The performance data shown represents past performance, which is not a guarantee of future results. Investment returns and principal value will fluctuate, so investors' shares, when sold, may be worth more or less than their original cost. Current performance may be lower or higher than the performance data cited. For performance data current to the most recent month-end, visit our website at ThriventFunds.com.

Some Thrivent Mutual Funds had fee waivers in effect for 2015. If these waivers had not been in effect, performance would have been lower for these funds.

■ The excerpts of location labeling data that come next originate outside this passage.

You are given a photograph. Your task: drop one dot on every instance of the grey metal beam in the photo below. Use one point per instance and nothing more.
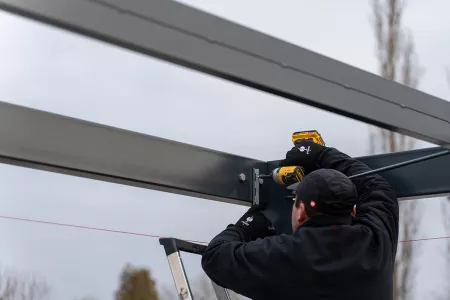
(46, 141)
(52, 142)
(189, 37)
(422, 180)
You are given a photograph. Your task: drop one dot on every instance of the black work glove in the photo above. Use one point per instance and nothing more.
(306, 154)
(253, 224)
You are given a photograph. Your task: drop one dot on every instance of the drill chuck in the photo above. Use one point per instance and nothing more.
(286, 175)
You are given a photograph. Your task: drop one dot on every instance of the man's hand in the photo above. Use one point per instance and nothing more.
(305, 154)
(255, 225)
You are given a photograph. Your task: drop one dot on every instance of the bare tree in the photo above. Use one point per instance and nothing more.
(136, 283)
(15, 286)
(397, 62)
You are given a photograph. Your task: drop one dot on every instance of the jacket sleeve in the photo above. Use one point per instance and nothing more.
(240, 265)
(377, 203)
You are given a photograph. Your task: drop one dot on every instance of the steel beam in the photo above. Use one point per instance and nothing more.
(421, 180)
(46, 141)
(189, 37)
(52, 142)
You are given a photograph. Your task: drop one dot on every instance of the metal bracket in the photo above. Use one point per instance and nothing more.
(255, 187)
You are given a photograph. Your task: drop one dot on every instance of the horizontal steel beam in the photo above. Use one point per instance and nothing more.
(189, 37)
(421, 180)
(52, 142)
(46, 141)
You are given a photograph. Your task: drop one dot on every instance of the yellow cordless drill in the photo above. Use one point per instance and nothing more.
(293, 174)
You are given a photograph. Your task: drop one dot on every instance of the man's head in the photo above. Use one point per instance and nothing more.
(323, 192)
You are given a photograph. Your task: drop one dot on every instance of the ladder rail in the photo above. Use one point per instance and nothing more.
(172, 248)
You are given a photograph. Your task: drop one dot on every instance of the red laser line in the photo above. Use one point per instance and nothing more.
(158, 236)
(90, 228)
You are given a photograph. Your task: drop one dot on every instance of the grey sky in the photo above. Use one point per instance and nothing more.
(52, 70)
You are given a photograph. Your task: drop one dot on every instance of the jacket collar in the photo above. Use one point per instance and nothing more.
(327, 220)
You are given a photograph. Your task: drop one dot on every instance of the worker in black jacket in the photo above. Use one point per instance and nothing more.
(343, 244)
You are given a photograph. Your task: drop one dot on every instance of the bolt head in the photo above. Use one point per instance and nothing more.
(242, 177)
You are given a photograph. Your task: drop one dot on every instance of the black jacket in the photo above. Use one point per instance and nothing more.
(328, 258)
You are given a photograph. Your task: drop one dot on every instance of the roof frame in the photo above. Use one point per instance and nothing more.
(189, 37)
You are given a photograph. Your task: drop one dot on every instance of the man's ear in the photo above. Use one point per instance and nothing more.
(302, 215)
(354, 211)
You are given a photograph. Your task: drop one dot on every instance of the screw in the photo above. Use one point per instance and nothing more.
(242, 177)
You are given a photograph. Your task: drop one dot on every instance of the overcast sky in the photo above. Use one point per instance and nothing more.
(49, 69)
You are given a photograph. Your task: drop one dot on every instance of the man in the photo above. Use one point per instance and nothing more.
(335, 251)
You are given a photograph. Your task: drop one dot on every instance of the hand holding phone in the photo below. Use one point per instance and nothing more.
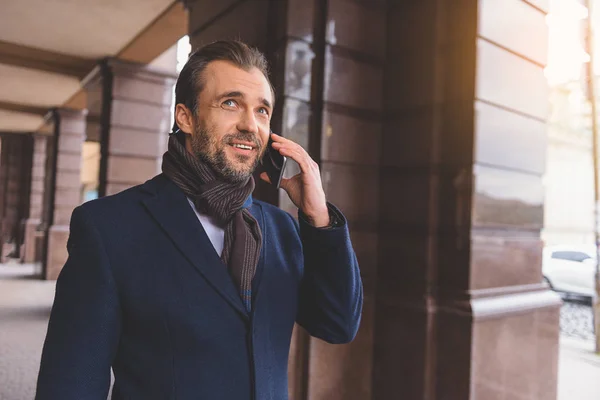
(274, 164)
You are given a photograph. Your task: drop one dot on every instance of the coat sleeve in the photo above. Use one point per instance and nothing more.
(331, 294)
(85, 321)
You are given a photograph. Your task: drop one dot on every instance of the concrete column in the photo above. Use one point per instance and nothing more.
(33, 235)
(16, 178)
(461, 311)
(65, 184)
(130, 105)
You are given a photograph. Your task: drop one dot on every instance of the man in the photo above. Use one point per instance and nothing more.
(187, 286)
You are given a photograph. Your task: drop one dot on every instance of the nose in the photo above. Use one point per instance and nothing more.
(247, 122)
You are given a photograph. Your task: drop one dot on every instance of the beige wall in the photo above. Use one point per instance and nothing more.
(568, 183)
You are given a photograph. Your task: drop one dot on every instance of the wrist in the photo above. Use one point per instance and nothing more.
(318, 219)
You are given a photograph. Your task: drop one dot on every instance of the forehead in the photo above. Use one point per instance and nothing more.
(223, 76)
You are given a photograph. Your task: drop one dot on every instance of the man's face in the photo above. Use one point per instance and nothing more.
(231, 126)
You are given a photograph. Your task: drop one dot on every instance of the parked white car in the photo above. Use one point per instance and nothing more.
(570, 269)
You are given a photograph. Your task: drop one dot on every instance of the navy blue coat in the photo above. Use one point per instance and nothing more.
(145, 292)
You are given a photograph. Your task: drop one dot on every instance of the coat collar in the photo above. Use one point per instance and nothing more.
(171, 210)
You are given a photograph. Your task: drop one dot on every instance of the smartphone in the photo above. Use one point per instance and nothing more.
(273, 163)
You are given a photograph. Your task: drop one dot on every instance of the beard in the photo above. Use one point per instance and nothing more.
(210, 149)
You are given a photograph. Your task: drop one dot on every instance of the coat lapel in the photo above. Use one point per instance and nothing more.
(172, 212)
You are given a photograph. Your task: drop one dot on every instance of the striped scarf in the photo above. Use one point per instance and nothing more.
(223, 201)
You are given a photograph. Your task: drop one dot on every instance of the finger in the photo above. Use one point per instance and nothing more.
(280, 139)
(298, 154)
(265, 177)
(284, 184)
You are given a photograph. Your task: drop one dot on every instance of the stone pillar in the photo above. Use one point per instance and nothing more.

See ThriventFunds.com or the Prospectus for current waiver information.

Methodology: To qualify for the Barron’s/Lipper Fund Family Rankings, a firm must have at least three funds in Lipper’s general U.S. stock category, one in world equity, which combines global and international funds, one mixed-asset fund, which holds stocks and bonds, two taxable-bond funds and one-tax-exempt offering. These funds must have a minimum track record of one year. Fund’s returns don’t include 12b-1 fees, fund loads, or sales charges. Each fund’s performance is measured against funds in its Lipper category which leads to a percentile ranking (100 is the highest). Then relative to funds within its fund family it is weighted by asset size in its general classification. Single-sector, country and state funds are not factored into the score, nor are the Standard & Poor’s 500 index funds. Finally, the score is multiplied by the weighting of its general classification, as determined by the entire Lipper universe of funds. The category weightings for the one-year results: general equity, 39.4%; world equity, 17.5%; mixed asset, 17.9%; taxable bond, 21.6%; and tax-exempt bond, 3.6%. The category weightings for the five-year results: general equity, 40.1%; world equity, 17.4%; mixed asset, 17.7%; taxable bond, 21%; and tax-exempt bond, 3.8%. The category weightings for the 10-year results: general equity, 45.1%; world equity, 15.9%; mixed asset, 16%; taxable bond, 18.8%; and tax-exempt bond, 4.2%.